Tips for API Security : 4 Of 12 Hash password with a pinch of salt

In the OWASP list of top ten vulnerabilities that affect web applications Broken Authentication comes in second.  It means that a potential attacker can exploit the connection between the visitor’s browser and the API server to steal credentials. If the passwords are encrypted using a weak algorithm the attacker can easily reverse the encyprted password to plain text. In tip 2 we have seen a method to address the broken authentication vulnerability, in this post we will examine the ways to harden the passwords before it can be persisted to the database.

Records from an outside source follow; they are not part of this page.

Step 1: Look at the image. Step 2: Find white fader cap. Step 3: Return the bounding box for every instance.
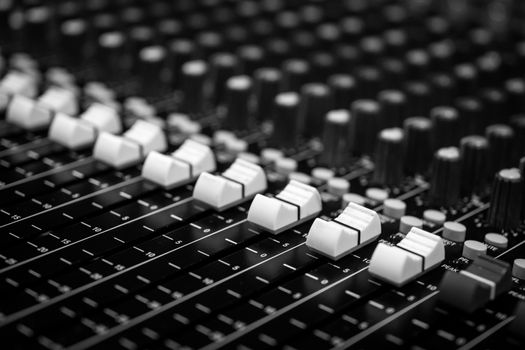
[6,87,78,130]
[142,140,215,188]
[193,158,267,211]
[49,103,122,149]
[248,180,322,234]
[93,120,168,169]
[306,203,381,260]
[368,227,445,286]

In any microservices environment, the registration page of the user interface usually (written using one of JavaScript frameworks) sends the user name and password to the API for registering the user. The API should use a password hasher to hash the plaintext password and only then persist (store) the password into the database table. During the login process the the API receives a user name and password and should hash the received password, using the same algorithm that was used during the registration, before comparing it with the password that is stored in the database.

When hashing a password the registration API should select the most secure hashing algorithm. That is lets say the user registration controller has  the following lines of code to hash the password

$hashedPassword = $passwordHasher->hashPassword(
    $userobj1,
    $plaintextPassword
);

The underling programming languiage should be able to provide the necessary salt for the hash process. Hashing algorithms like SHA512 and md5 required the salt to be provided explicitly. However modern hashing algorithms like bcrypt and Argon2 generate the salt automatically and embedded it into the resultant hash. Salt adds a unique, random string to each password before it is hashed, This ensures that even identical passwords produce different hashes.